This is the second tea from Miyazaki in my 2012 selection.
It is cast from a different mold than the preceding one. First, it is a futsumushi sencha (asamushi sencha). Beautiful dark green leaves, very smooth, relatively uniform, but not very big.
To prepare this tea, no originality: my usual 5 g (1.5 tsp) / 70 ml (1/4 cup), 1 minute, with water at around 70°C (158°F).
From the beautiful yellow-green liquor that fills the cup rises a rich, mellow fragrance that almost recalls chocolate.
Do not be misled by the clarity of the liquor because it is rich in flavour, sweet and full. (I cannot say it often enough: the idea that futsumushi teas have little taste, whereas fukamushis are very strong is completely false. It is only a question of infusion parameters.)
The refreshing vegetal sencha aftertaste comes to the forefront after I have emptied the cup, too quickly as always.
Around 10 seconds with warmer water for the second infusion.
The liquor gets a little darker, becomes slightly clouded.
Still on the mellow side, the liquor becomes extremely airy, light. In fact, I think that it could be allowed to infuse 10 seconds longer to produce something stronger, but the third infusion would then lose a lot. It’s a choice.
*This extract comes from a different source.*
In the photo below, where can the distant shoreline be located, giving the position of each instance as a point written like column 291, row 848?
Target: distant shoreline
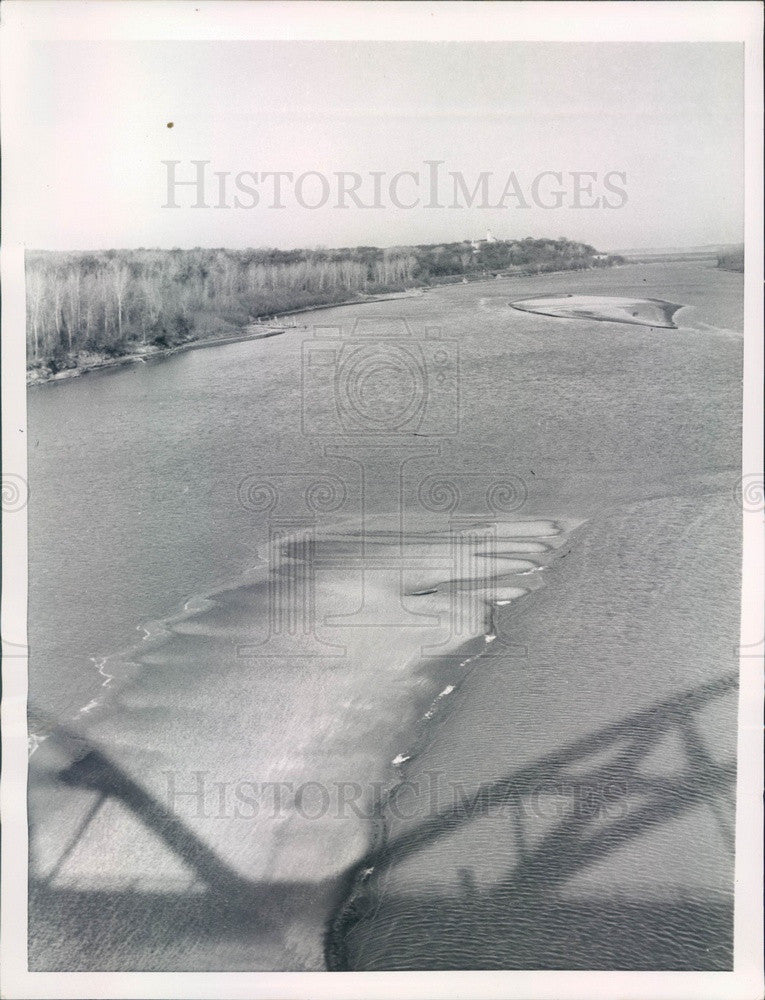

Anyway, on to the third infusion: I increase the temperature again and let it steep for another minute.
The liquor becomes more transparent again, but at the same time gets a second wind.
A subtle astringency appears: just what is needed. In the background the flavour and fragrance become coloured with light touches of yellow fruits, which is of course a nice surprise in a third infusion.
This is another little treasure, and very reasonably priced, which comes to us from Kawaminami in Miyazaki Prefecture. Finally, the cultivar is Oku-yutaka, which I introduced in 2010 in the form of a fukamushi sencha from Kirishima, Kagoshima Prefecture. Voilà a cultivar that is proving to be versatile and perfect for pleasing green tea lovers.